Landfill studies typically circulate leachate containing an established microbial community, and they monitor the nutrient concentrations and supplement them as needed9,46–48. This would likely cause the microbe population to be larger and more active in the landfill studies than during shallow geologic storage. Wood particles would be injected into deep, anoxic conditions in a few minutes, whereas burial of wood at geologic and archeologic sites would likely have occurred over longer time scales, resulting in a longer exposure to oxygen. These factors would cause the degradation rate under analog conditions to be faster than during shallow geologic storage.
We conclude that a small fraction (less than 0.1) of the carbon injected into shallow geologic storage would be returned to the atmosphere over time scales of centuries to millenia, according to available analog studies.

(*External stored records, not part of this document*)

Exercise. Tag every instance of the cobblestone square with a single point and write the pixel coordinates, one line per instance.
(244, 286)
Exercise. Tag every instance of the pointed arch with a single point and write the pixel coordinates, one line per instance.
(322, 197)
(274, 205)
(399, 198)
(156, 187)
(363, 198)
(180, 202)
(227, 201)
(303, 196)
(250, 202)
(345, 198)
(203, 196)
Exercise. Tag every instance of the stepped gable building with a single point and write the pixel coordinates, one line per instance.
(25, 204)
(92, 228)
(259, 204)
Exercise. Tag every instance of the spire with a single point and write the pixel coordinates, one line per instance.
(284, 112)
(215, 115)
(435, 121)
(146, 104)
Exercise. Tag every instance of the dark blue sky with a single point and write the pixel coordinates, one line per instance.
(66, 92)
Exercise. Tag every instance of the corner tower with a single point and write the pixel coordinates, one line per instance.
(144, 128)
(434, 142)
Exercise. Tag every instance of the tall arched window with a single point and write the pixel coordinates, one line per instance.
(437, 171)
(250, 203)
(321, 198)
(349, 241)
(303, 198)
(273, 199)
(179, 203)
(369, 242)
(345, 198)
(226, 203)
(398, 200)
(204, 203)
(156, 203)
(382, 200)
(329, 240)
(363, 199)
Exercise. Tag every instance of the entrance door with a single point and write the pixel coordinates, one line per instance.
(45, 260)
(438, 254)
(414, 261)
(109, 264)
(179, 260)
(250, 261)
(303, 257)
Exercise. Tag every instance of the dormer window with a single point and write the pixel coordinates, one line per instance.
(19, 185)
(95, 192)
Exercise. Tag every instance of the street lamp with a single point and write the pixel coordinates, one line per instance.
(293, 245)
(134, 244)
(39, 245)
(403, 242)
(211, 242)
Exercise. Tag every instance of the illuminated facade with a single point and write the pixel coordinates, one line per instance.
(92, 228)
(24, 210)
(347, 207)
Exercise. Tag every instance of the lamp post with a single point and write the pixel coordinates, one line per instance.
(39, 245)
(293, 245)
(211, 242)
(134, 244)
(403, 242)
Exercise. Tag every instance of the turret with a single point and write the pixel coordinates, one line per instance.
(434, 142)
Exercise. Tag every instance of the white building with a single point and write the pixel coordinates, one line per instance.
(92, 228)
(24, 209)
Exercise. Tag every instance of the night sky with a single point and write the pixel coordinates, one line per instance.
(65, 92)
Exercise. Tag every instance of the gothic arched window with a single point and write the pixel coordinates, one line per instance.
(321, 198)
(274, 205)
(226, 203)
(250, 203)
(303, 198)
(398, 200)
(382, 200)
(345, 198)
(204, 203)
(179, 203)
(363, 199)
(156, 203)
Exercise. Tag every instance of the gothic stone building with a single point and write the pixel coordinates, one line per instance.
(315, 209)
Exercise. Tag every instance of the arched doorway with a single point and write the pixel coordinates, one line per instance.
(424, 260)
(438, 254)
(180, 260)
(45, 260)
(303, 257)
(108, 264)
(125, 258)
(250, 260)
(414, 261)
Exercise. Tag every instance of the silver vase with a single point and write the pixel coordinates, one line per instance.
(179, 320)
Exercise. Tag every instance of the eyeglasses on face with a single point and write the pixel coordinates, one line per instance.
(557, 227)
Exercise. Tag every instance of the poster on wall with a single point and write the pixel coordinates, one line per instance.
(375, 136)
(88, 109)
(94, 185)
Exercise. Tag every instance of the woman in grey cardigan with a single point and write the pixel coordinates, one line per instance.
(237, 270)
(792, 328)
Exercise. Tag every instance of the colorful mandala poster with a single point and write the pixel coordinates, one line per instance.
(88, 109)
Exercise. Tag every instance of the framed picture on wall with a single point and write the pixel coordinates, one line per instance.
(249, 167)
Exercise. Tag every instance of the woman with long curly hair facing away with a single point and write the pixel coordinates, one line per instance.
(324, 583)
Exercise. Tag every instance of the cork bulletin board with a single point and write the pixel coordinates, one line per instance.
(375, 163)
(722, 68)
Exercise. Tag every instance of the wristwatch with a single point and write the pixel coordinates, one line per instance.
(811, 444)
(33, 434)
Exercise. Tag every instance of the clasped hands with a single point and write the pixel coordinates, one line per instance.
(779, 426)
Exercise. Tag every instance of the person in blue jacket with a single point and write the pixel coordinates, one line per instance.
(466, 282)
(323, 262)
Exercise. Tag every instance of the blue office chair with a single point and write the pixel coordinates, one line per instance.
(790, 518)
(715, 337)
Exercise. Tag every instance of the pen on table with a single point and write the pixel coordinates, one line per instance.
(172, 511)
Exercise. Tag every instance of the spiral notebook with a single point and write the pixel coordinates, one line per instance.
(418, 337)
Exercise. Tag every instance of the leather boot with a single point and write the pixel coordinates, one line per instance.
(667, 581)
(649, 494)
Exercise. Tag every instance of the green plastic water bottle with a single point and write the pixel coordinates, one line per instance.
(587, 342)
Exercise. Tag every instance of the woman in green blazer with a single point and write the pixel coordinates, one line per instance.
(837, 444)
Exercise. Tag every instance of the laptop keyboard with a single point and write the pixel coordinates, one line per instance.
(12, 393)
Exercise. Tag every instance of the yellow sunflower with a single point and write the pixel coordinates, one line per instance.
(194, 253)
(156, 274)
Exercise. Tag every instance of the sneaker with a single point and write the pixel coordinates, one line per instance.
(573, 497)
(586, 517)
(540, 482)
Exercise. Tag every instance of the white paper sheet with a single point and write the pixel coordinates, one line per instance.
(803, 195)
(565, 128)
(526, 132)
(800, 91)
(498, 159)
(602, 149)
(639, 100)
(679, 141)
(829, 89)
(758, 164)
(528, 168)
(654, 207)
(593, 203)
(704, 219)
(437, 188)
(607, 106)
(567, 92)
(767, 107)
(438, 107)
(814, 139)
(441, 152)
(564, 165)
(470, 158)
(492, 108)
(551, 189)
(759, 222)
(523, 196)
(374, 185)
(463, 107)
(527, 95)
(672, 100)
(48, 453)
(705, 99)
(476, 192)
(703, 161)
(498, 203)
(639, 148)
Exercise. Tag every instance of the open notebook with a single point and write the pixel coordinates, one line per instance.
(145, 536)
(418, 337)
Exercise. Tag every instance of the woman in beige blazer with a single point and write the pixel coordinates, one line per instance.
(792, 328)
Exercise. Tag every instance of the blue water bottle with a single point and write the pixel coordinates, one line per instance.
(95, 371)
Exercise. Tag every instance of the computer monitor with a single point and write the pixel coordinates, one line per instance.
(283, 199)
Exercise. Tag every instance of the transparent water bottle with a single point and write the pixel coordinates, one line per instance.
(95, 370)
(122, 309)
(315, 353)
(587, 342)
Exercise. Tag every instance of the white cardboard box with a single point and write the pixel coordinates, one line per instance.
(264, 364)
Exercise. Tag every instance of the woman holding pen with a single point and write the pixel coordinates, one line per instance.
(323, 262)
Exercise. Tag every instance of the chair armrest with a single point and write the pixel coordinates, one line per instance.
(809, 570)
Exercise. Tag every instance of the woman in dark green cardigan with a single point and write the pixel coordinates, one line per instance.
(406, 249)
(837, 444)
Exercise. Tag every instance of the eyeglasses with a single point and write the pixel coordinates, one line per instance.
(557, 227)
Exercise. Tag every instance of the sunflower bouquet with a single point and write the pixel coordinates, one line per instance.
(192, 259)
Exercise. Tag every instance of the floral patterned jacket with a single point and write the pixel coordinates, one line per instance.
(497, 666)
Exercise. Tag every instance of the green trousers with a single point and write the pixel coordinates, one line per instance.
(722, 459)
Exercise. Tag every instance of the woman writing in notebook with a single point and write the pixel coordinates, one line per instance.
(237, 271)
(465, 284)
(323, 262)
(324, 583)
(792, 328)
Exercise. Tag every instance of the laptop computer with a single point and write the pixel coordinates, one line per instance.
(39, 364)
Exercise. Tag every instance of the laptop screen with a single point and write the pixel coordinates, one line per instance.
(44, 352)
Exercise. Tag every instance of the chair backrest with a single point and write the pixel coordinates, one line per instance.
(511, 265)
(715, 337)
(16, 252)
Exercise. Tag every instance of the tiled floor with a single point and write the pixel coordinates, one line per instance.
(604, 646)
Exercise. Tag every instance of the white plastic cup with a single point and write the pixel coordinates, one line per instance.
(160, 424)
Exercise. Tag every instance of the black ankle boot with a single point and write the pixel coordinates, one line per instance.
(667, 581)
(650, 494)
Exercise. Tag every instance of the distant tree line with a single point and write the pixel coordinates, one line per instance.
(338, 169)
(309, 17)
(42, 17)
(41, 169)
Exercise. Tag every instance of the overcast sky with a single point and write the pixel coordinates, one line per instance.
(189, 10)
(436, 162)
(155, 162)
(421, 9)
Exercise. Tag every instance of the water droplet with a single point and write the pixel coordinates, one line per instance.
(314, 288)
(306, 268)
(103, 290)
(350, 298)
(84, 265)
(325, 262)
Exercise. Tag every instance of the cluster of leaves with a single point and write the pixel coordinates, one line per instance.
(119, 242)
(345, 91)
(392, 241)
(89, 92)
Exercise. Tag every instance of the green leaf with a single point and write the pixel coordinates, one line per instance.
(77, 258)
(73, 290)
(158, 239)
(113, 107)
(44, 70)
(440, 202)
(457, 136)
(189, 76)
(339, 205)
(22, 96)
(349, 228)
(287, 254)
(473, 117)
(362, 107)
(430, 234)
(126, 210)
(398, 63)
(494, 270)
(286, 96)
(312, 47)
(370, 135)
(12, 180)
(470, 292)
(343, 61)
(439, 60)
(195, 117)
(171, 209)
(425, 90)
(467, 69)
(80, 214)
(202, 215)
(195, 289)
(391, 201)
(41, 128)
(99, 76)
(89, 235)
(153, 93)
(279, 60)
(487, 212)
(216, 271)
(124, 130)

The upward propagation of a hydraulic fracture during injection will increase the risk of compromising storage permanence, however, this risk can be mitigated as a consequence of the multiple injection scenario described during the field experiment. Upward propagation of a hydraulic fracture occurs where the minimum compression direction is horizontal. This can be a result of the ambient stress state, or from stress changes due to injection. In either case, the creation of a sub-vertical pressurized fracture will increase the horizontal compressive stress. Creating multiple vertical pressurized fractures will further increase the horizontal compression until it exceeds the vertical compressive stress. Subsequent hydraulic fractures will be sub-horizontal in response to this altered state of stress. Similar techniques are known to reorient vertical hydraulic fractures49–51. This means that multiple small injections could be used to suppress upward propagation.